Virtual Machines
Background
• IBM sold expensive mainframes to large organizations
• Some wanted to run different OSes at the same time (because applications were developed on old OSes)
• Solution: IBM developed virtual machine monitor (VMM) or hypervisor (circa 1974)
• Monitor sits between one or more OSes and HW
• Gives the illusion that each OS controls the HW
• Monitor multiplexes running OSes
• A level of indirection: apps assume separate CPU, unlimited memory; now another layer to provide similar illusion to OS
Resurgence in VMs
• Sparked by work on Disco (system from Stanford/Rosenblum)
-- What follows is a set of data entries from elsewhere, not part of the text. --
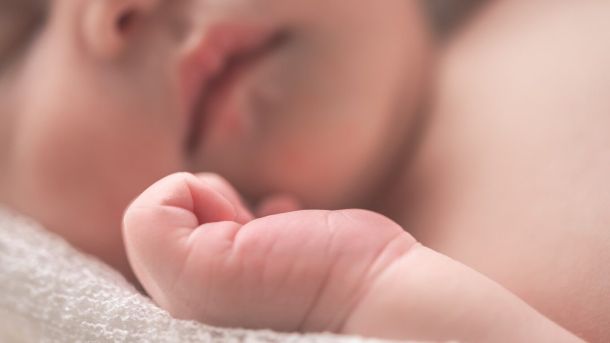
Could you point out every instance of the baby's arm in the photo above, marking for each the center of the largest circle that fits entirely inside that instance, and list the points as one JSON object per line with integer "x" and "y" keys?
{"x": 200, "y": 255}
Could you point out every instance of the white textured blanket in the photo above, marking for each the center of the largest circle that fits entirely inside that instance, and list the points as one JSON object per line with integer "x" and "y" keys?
{"x": 50, "y": 292}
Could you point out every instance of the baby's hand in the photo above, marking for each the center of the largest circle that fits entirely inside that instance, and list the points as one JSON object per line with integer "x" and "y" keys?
{"x": 201, "y": 255}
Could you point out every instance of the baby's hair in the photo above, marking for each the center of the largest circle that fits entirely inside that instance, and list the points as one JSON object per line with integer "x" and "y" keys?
{"x": 20, "y": 21}
{"x": 448, "y": 14}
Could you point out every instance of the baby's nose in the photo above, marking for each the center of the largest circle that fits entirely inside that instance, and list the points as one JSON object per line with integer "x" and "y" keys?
{"x": 108, "y": 24}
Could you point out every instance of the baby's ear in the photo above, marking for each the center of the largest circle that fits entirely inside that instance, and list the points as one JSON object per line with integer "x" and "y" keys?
{"x": 107, "y": 24}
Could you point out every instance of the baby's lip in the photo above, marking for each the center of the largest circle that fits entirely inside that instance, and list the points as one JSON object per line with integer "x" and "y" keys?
{"x": 206, "y": 59}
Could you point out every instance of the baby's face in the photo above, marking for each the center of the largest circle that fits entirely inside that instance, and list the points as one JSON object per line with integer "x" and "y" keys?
{"x": 104, "y": 97}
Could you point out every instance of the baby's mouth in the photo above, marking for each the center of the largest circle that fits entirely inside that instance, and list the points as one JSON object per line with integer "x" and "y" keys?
{"x": 214, "y": 69}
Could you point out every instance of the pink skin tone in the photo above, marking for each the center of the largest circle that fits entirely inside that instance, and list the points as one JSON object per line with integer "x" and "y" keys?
{"x": 202, "y": 255}
{"x": 92, "y": 113}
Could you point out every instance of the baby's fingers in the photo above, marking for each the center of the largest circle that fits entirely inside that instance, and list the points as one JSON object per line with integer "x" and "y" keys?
{"x": 159, "y": 223}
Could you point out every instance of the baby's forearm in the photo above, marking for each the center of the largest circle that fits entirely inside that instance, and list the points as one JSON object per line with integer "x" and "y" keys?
{"x": 426, "y": 295}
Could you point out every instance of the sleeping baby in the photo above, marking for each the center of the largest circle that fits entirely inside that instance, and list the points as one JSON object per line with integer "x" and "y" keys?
{"x": 484, "y": 178}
• Resulted in VMware -- now a market leader in virtualization
Virtualizing CPU
• Basic technique: limited direct execution
• Ideal case:
• VMM jumps to first instruction of the OS and let the OS run
• Generalize a context switch on processes to machine switch
• save the entire machine state of one OS including registers, PC, and privileged hardware state
• restore the target OS state
• Guest OS cannot run privileged instructions (like TLB ops); VMM must intercept these ops and emulate them
System Call Primer
• Consider: open(char*path, int flags, mode_t mode)
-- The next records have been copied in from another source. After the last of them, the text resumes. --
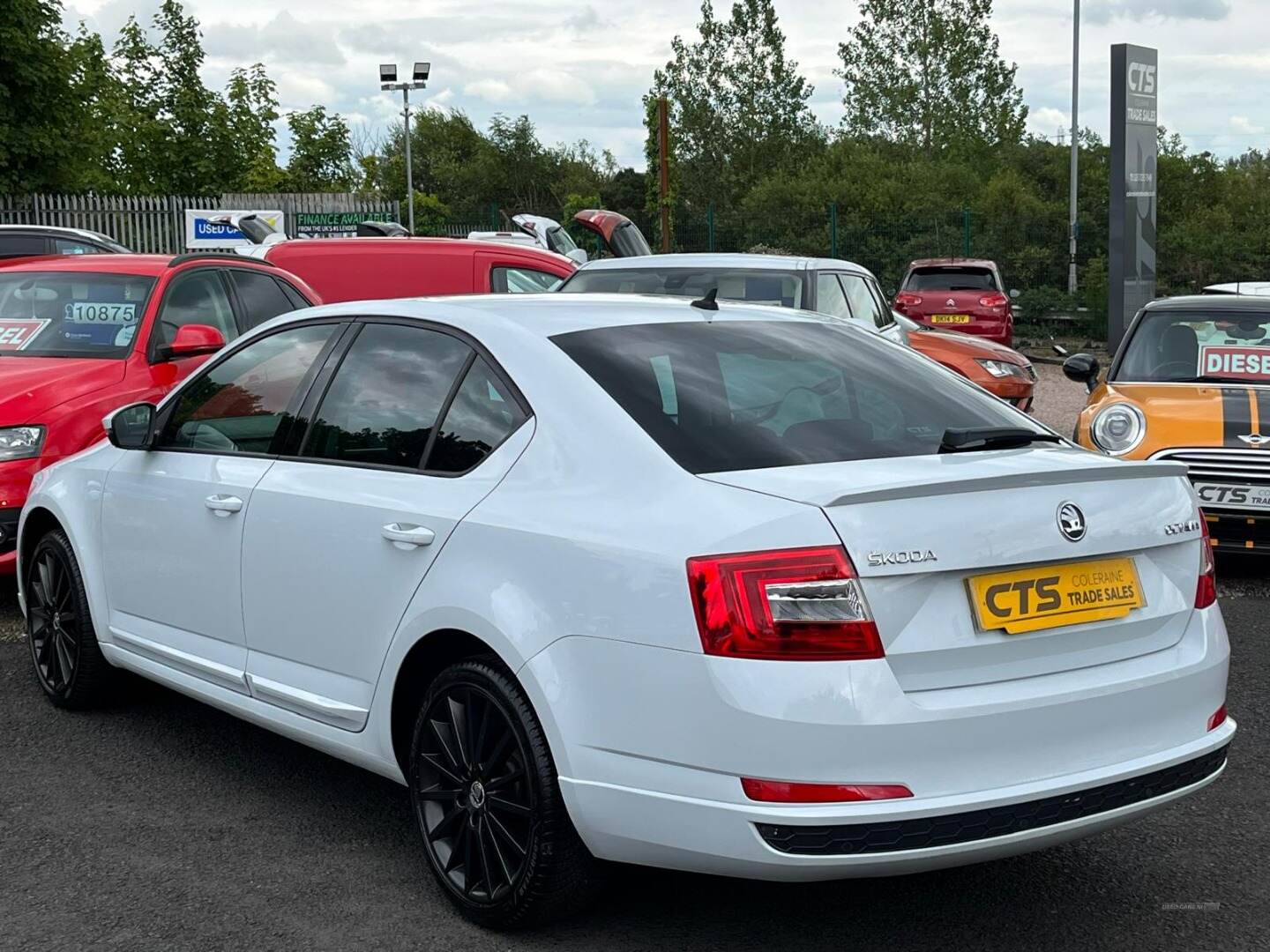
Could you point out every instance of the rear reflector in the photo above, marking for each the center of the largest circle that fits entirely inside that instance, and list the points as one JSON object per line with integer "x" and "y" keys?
{"x": 1218, "y": 718}
{"x": 788, "y": 605}
{"x": 782, "y": 792}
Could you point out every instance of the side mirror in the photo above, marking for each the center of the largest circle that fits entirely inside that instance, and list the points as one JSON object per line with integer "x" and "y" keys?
{"x": 1082, "y": 368}
{"x": 131, "y": 427}
{"x": 192, "y": 340}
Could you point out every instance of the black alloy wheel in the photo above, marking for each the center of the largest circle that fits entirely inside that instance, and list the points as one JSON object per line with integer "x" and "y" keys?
{"x": 488, "y": 802}
{"x": 69, "y": 664}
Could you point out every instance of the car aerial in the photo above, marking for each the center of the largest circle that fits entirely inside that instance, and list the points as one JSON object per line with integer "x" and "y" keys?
{"x": 997, "y": 368}
{"x": 709, "y": 587}
{"x": 830, "y": 286}
{"x": 81, "y": 335}
{"x": 354, "y": 268}
{"x": 958, "y": 294}
{"x": 28, "y": 240}
{"x": 1192, "y": 383}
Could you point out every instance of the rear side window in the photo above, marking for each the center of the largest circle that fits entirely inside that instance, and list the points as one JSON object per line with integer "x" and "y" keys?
{"x": 744, "y": 395}
{"x": 385, "y": 398}
{"x": 482, "y": 415}
{"x": 950, "y": 279}
{"x": 260, "y": 297}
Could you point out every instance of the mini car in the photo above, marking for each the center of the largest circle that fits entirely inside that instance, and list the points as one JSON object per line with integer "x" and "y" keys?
{"x": 81, "y": 335}
{"x": 958, "y": 294}
{"x": 1192, "y": 383}
{"x": 701, "y": 585}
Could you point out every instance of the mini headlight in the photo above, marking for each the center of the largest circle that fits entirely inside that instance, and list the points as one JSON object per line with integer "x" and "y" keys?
{"x": 20, "y": 442}
{"x": 1119, "y": 429}
{"x": 1001, "y": 368}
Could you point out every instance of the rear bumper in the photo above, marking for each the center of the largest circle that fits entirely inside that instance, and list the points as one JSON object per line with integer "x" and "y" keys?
{"x": 651, "y": 746}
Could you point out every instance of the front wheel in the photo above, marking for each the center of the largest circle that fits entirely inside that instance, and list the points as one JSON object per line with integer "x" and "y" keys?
{"x": 69, "y": 663}
{"x": 488, "y": 804}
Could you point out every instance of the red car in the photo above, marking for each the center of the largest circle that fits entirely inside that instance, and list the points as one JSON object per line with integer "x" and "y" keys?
{"x": 958, "y": 294}
{"x": 83, "y": 335}
{"x": 358, "y": 268}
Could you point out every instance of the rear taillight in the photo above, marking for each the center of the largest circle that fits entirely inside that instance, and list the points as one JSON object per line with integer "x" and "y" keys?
{"x": 784, "y": 792}
{"x": 1215, "y": 721}
{"x": 1206, "y": 593}
{"x": 788, "y": 605}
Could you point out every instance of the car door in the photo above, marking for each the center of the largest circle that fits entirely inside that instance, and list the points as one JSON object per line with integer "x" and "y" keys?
{"x": 172, "y": 517}
{"x": 407, "y": 438}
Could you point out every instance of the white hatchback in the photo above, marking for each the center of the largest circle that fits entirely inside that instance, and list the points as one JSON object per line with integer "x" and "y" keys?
{"x": 729, "y": 589}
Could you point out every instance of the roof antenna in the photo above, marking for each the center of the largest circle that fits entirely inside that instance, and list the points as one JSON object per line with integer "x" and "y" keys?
{"x": 707, "y": 302}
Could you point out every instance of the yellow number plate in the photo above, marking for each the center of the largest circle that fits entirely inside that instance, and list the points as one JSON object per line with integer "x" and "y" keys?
{"x": 1050, "y": 596}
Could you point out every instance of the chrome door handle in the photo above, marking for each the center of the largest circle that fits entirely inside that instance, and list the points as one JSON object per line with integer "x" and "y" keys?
{"x": 222, "y": 505}
{"x": 404, "y": 534}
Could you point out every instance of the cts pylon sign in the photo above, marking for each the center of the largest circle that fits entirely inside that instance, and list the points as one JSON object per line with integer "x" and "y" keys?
{"x": 1132, "y": 245}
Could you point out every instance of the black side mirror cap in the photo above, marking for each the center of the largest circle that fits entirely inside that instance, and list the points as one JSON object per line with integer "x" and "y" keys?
{"x": 1084, "y": 368}
{"x": 132, "y": 427}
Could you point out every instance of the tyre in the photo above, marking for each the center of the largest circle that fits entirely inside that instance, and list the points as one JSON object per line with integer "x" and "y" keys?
{"x": 488, "y": 804}
{"x": 69, "y": 663}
open:push dword modepush dword flagspush dword pathmov eax, 5push eaxint 80h
• Process code, hardware, and OS cooperate to implement the interface
• Trap: switches to kernel mode, jumps to OS trap handler; trap handlers registered by OS at startup
Virtualized Platform
• Application remains the same
• Trap handler is inside the VMM; executed in kernel mode
• What should the VMM do?
• does not know the details of the guest OSes
• but knows where the OS’s trap handler is
• (when the guest OS attempted to install trap handlers, VMM intercepts the call and records the information)
• so jump into OS; which executes the actual handler, performs another privileged instruction (iret on x86), bounces back into VMM
• VMM performs a real return from trap and returns to app
Execution Privileges
• OS cannot be in kernel mode
• Disco project: MIPS hardware had a supervisor mode
• kernel > supervisor > user
• supervisor can access little more memory than user, but cannot execute privileged instructions
• No extra mode:
• run OS in user mode and use memory protection (page tables and TLBs) to protect OS data structures appropriately
• x86 has 4 protection rings, so extra mode is available
Virtualizing Memory
• Normally:
• each program has a private address space
• OS virtualizes memory for its processes
• Now:
• multiple OSes can share the actual physical memory and must do so transparently
• So we have virtual memory (VM), physical memory (PM), and machine memory (MM)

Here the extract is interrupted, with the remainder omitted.